Лидия хмыкнула. Малокровные губы искривились в неестественной, больше похожей на гримасу улыбке. Ее душила обида. Так неприятно, что дочь, всегда проявляющая понимание и уважение, на этот раз так наплевательски отнеслась к материнской заботе. Когда какой-то зверь убивает бедных девушек, любой нормальный человек должен думать о своей безопасности. Но Таисия, всегда такая разумная и спокойная, просто потрясла ее. Купаться, видите ли, ей надо! Об отдыхе весь год мечтала!
– Что за крики? – послышался из-за двери знакомый голос. – Лидочка Степановна, у вас все нормально?
Лидия резко выдохнула, сбрасывая тем самым пар, готовый вот-вот обжечь.
– Галина Петровна, – с привычным бесстрастием отозвалась она, открывая соседке дверь, до того так тщательно охраняемую от дочери. – Все хорошо. Просто Таисия…
– Теть Галь! – снова перебив мать, взмолилась девушка. Глаза ее блестели от слез. – Ну скажите вы ей, чтоб отпустила меня на речку! День же, да и менты…

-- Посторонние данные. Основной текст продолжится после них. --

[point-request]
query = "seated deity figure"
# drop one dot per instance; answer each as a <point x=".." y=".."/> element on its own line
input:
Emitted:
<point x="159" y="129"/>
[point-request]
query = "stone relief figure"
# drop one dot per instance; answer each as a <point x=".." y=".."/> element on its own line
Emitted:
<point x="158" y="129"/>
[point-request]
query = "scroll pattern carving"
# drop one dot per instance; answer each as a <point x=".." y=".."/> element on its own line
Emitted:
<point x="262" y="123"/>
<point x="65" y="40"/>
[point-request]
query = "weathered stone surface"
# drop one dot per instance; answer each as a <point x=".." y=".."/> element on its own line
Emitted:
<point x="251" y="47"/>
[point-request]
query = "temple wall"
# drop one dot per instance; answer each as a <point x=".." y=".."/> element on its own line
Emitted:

Глаза Лидии вспыхнули, лицо вытянулось и побелело. Что за словечки!.. Еще на людях не хватало такого позора. Почти не разжимая губ, она процедила:
– Таисия, что ты себе позволяешь…
При виде этой стычки Галина несколько стушевалась. Видеть соседку в таком бешенстве за десять лет знакомства ей не приходилось. Как и Таю с искривленной слезами мордашкой. Галина всегда считала, что девочка вся в мать, то есть неспособная ни на какие переживания ледышка, хоть и вела себя всегда приветливо и мило. Сейчас же, глядя на заплаканное, красное от негодования и обиды лицо, она почувствовала прилив симпатии к девчонке и впервые задумалась, каково это – быть дочерью такой бесчувственной и до ужаса правильной женщины, как Лидия. Несладко, поди. Особенно когда Тая стала взрослой. Да и в детстве, наверное, не особо весело было. Все Таисия, Таисия, даже ласково никогда не назовет.
– Лида, – как можно дружелюбнее обратилась она к смотревшей сычом соседке, – дела, конечно, жуткие творятся, у меня у самой сердце каждый день теперь болит. Но молодым-то молодое, сама понимаешь. Им на месте сидеть в такую погоду – сущая пытка! Ко мне вот Володька мой приехал, Тая не говорила? Так пусть бы ее и сводил на речку, сам прогулялся бы заодно. А то сидит сиднем, книжки свои листает, когда на огороде дел нет.